Incluso llegué a descubrir, torpemente y por azar, lo que algunos saben: que no se oye sólo por los oídos centrales, que tenemos muchos otros, en el pecho, garganta, piernas, que ciertas músicas se escuchan mejor en determinada posición física que en otras. Pensé alguna vez que acaso somos un gran oído, muchas de cuyas partes, por barbarie, dejamos de poder usar.
Sólo ayer pude experimentarlo en forma total, casi avasalladora. En Nueva York había encontrado cuatro años atrás un disco que me llamó la atención. Un recital de textos del Corán por el sheik Abdul Basset Abdul Samat. Cuatro años yació en el desorden de mi habitación, sepultado bajo libros, otros discos, reemergiendo, polvoriento. Yo no estaba preparado...

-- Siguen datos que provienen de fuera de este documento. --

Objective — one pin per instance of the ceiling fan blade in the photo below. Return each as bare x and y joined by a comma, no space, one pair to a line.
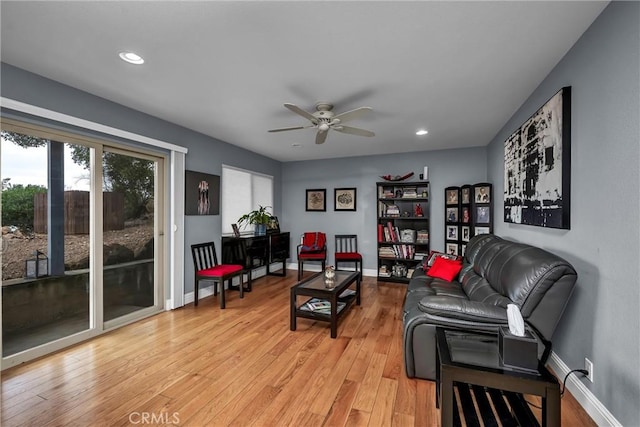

Ayer llegó la hora. En el silencio de la casa solitaria sonó esa voz. Yo estaba desplornado indolentemente en un sillón. Mi primer acto impensado fue sentarme en forma correcta: había entrado una presencia superior. Así no pude oír el primer versículo. El segundo me poseyó. Y el tercero y el cuarto. Llegaría un punto, avanzado el recital, en el que mi cuerpo iba a parecer disolverse bajo los efectos del sonido, convertirse en un traslúcido entrecruzamiento de acordes. Tardé en salir del éxtasis, en tomar la distancia desde la que se aprecia. No entendía la lengua, el árabe. Pero la voz me transmitía el mismo estado espiritual que causa la lectura del Corán: mezcla de sublimidad y violencia, una piedra preciosas tallada en forma inexorable, en cuyo centro quedé encerrado.